The Healthy Working Lives Team within NHS Grampian works with approximately 150 companies throughout the North East, to facilitate a planned and integrated approach to improving the health, safety and well-being of their employees. Healthy Working Lives is a mature health improvement programme which has been operational since 2006; the programme is delivered locally in every NHS board area and is governed by a National Team overseen by Health Scotland.
The programme is targeted to all working aged adults; from 16 yrs to retirement age. National census data (2011) reveals unemployment in Grampian is around 3% for those aged 16 – 74, making the workplace an excellent setting to tackle health inequalities. A key aim for Healthy Working Lives is to work closely with small to medium enterprise companies. Healthy Working Lives in Grampian has been predominately working with businesses mapped to the ‘mining and quarrying’ sector – known to include oil and gas operators and service companies. Oil and Gas related organisations account for approximately 47% of team caseload. Pay scales within this industry are however known to be generally above the national average.
It has been identified that low pay is a particular issue in rural Scotland. Low pay is defined as pay rates below the living wage currently £7.85 per hour. (Healthy Working Lives, 2013) Low pay is a key contributor to poverty, living in poverty can impact access to services, life expectancy and general health and well being at both an individual and a community level.
Grampian includes some of the most deprived areas in Scotland. Aberdeenshire is a predominantly rural area in the north east of Scotland and has traditionally been economically dependent upon the primary sector (agriculture, fishing, and forestry). Over 11,000 people in Aberdeenshire are estimated to be employed in this sector and related processing industries (2011 Census, Aberdeenshire Profile 2015).
Rural Aberdeenshire is perhaps best known for its livestock sector, finishing (the process of fattening calves prior to slaughter) over one quarter of Scotland’s beef herd (Aberdeenshire Council 2015). Aberdeenshire’s coastal towns are also recognised as Scotland’s foremost fishing areas. Approximately 50% of all fish landed into Scotland in 2014 were landed in the coastal towns of Aberdeenshire. The towns with the highest percentage of their local employment directly provided by the fisheries sector are Fraserburgh (29%) and Peterhead (14%).
The prevalence of low pay is highest amongst workers in lower and middle skilled occupations (occupations associated with the primary sector) and is much more prevalent in the private sector (Scottish Government 2015).
To support the reduction of inequalities in Aberdeenshire, NHS Grampian HWL is focussing on business sectors which in the past have not engaged with HWL and are likely to have a workforce on low pay. Two sectors that HWL is in the process of targeting are agriculture and fish processing in Aberdeenshire. Within Aberdeenshire, other high areas of employment include the wholesale and retail trade and human health and social work activities (Allerton & Leighton-Beck NHSG 2015).
How can the Healthy Working Lives reach the maximum number organisations with low-paid workers who have not engaged with HWL previously within Aberdeenshire?
- Targeting employers
The Healthy Working Lives Team would benefit from community planning partner input to sign post the team to specific employers where it is known low-pay is evident.

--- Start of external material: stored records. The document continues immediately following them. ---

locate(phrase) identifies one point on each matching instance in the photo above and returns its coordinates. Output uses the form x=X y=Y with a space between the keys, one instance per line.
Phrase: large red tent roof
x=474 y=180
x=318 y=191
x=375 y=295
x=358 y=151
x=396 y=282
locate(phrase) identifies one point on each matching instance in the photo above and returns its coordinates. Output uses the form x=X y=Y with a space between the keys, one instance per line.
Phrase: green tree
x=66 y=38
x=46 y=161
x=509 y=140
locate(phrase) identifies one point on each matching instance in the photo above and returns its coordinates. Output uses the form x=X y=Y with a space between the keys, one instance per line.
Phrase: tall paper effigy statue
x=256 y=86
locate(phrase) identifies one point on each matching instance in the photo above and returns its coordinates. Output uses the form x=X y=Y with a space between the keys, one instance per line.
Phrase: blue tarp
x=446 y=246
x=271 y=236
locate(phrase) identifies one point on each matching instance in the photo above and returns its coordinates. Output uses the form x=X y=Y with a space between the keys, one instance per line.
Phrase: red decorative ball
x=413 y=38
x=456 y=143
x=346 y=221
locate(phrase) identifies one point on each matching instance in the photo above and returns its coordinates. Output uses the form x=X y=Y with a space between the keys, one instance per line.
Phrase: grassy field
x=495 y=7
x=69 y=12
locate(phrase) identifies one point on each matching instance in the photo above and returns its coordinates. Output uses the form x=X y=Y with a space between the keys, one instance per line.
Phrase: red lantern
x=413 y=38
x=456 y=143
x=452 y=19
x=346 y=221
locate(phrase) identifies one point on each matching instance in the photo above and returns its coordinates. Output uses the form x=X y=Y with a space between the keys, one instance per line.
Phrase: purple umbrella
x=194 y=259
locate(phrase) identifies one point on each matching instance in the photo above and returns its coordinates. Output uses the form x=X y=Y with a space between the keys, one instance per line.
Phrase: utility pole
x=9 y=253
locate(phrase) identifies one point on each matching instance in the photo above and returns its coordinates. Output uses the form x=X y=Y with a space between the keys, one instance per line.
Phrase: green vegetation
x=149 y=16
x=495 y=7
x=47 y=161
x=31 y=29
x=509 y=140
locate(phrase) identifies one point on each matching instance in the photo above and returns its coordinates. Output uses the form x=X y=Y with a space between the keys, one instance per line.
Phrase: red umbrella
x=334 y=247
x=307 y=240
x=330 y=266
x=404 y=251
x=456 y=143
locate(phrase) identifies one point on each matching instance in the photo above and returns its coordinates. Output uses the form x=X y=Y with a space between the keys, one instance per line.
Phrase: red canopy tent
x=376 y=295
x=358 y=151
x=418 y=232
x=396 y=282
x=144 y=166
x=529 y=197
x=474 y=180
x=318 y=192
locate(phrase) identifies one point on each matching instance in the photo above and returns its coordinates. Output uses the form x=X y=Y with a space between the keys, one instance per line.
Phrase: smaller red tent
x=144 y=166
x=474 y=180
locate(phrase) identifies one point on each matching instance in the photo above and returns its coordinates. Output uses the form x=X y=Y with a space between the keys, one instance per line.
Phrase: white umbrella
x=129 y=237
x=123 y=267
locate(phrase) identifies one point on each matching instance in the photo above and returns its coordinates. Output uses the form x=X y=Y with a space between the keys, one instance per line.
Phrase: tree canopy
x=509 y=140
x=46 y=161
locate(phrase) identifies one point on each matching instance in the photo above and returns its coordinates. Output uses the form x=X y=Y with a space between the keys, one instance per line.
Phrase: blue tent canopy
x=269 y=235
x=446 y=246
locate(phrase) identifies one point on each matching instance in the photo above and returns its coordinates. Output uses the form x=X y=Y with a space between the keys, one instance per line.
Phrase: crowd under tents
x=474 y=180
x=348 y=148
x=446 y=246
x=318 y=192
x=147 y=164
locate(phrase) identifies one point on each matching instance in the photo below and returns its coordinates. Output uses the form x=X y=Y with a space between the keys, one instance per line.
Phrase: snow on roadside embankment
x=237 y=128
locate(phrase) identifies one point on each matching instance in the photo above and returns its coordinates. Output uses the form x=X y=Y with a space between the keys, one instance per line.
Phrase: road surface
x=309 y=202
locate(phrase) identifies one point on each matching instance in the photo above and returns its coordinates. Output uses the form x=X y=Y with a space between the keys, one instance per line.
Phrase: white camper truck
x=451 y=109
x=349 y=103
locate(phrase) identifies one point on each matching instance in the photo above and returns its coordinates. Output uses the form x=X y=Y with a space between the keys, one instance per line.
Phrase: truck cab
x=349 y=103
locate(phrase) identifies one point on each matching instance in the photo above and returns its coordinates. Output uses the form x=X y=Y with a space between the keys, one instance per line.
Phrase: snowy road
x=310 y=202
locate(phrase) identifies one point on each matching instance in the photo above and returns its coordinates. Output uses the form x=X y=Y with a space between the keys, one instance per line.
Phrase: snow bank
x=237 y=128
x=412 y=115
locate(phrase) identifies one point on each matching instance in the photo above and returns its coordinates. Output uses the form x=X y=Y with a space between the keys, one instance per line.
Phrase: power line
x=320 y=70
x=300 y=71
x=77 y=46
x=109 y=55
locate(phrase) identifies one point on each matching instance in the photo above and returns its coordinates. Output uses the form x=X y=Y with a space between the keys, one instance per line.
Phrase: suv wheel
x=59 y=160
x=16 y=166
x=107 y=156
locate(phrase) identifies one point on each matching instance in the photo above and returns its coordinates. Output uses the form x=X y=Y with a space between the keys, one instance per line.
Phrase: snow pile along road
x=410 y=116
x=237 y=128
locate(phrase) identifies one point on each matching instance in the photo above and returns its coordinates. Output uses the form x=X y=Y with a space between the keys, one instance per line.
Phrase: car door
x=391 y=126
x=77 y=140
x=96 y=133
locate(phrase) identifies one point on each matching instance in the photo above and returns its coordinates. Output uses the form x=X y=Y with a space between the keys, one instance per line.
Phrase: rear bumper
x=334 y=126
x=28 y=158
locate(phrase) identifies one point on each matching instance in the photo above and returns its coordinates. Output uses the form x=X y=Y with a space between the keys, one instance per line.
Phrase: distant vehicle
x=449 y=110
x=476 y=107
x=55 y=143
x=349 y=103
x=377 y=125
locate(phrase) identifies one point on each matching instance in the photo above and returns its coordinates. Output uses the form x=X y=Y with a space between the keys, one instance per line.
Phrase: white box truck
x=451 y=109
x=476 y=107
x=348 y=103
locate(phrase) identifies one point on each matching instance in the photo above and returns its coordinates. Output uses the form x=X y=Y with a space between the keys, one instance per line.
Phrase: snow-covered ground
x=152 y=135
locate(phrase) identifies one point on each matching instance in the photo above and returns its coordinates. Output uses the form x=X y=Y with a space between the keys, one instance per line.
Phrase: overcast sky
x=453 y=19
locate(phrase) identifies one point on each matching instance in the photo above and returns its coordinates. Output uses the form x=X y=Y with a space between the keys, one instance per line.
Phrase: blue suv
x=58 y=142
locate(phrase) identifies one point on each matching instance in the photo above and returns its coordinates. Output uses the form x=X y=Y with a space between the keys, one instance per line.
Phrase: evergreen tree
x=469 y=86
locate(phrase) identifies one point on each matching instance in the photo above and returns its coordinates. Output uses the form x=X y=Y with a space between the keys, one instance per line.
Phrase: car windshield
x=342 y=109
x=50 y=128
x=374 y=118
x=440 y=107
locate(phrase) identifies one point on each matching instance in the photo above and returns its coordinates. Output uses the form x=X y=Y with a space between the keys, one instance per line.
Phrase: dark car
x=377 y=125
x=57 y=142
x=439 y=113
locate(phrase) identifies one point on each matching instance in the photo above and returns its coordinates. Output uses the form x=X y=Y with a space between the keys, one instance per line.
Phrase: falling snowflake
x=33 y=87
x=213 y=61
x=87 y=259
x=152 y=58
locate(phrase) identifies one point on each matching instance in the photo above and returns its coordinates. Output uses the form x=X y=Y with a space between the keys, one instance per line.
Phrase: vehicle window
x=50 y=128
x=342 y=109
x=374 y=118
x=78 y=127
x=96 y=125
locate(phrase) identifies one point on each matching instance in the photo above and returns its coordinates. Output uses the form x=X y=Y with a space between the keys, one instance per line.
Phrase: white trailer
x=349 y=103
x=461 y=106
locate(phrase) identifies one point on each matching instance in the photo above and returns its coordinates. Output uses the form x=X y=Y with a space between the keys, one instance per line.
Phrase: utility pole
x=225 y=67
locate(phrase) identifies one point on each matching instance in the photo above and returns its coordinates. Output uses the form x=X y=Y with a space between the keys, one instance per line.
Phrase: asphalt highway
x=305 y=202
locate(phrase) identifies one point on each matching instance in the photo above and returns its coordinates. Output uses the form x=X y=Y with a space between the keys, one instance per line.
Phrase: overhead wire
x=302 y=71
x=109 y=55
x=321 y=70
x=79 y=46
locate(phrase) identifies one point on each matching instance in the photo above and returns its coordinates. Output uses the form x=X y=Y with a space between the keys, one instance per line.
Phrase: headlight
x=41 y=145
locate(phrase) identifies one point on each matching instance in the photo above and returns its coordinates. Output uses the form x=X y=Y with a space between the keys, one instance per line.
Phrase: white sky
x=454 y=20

- Tapping into local knowledge & expertise
More collaborative working with community planning partners and other key stakeholders is essential for Healthy Working Lives to better understand the health needs of the population living and working across Grampian.
- Identifying additional opportunities to raise HWL awareness.
In order to streamline resources and more effectively tackle health inequalities in the workplace, the Healthy Working Lives Team would benefit from the opportunity to raise and highlight the business case for employee health and well-being with the right employers and supporting organisations.
To reduce health inequalities, collaboration is required across a broad spectrum of policy areas, involving a wide range of organisations. The local Healthy Working Lives team within NHS Grampian have relevant expertise, skill and resources to target and support employers in improving the health, safety and well-being of their employees.
Investing in positive health outcomes for the workforce will contribute to the reduction of health Inequalities.
The success in reducing health inequalities and improving and protecting health and wellbeing relies on multi-agency efforts to improve; policies, employment, education, access and the quality of local services.
The Scottish Government requires Community Planning Partnerships to work together to address inequalities.